Your expectations may be off. I notice that you swap the selector if your random value is 0. Coupled with the relative non-randomness of randNum, this may be your problem. Perhaps you need to make things less random to make them appear more random, such as swapping the selector every time through the loop, and always taking 1 or more cards from the selected deck.
Comments:
srand(time(NULL));
This should only be called once during an applications run. This it is usally best to call it in main() as you start.
int randNum = 0, numCards = 0, totalNumCards = 0;
bool selector = true, aisDone = false, bisDone = false;
One identifier per line. Every coding standard written has this rule. It also prevents some subtle errors that can creep in when using pointers.

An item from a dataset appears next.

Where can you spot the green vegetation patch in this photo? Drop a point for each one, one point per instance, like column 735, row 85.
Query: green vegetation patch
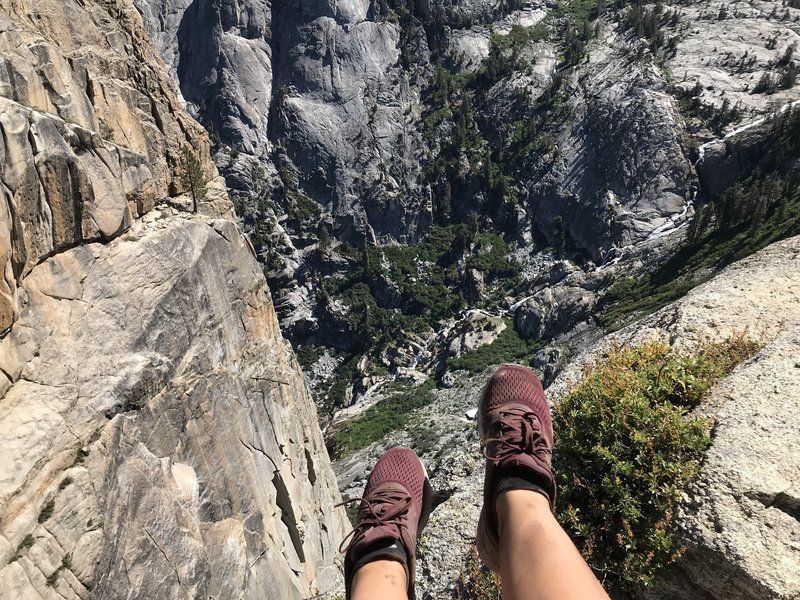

Get used to it.
randNum = rand() % 3;
The bottom bits of rand are the lest random.
rand Num = rand() / (MAX_RAND / 3.0);
Question:
if(!aisDone && !bisDone)
{
This can execute
and set one of the above to isDone
Example:
Exit state aisDone == false bsiDone == false // OK
Exit state aisDone == true bsiDone == false // Will run below
Exit state aisDone == false bsiDone == ture // Will run below
}
if(aisDone && !bisDone)
{
Is this allowed to run if the first block above is run?
}
if(bisDone && !aisDone)
{
Is this allowed to run if the first block above is run?
}
The rest is too complicated and I don't understand.
I can think of simpler techniques to get a good shuffle of a deck of cards:
for(loop = 0 .. 51)
{
rand = rand(51 - loop);
swap(loop, loop+rand);
}
The above simulates picking a card at random from the deck A and putting it on the top of deck B (deck B initially being empty). When the loop completes B is now A (as it was done in place).
Thus each card (from A) has the same probability of being placed at any position in B.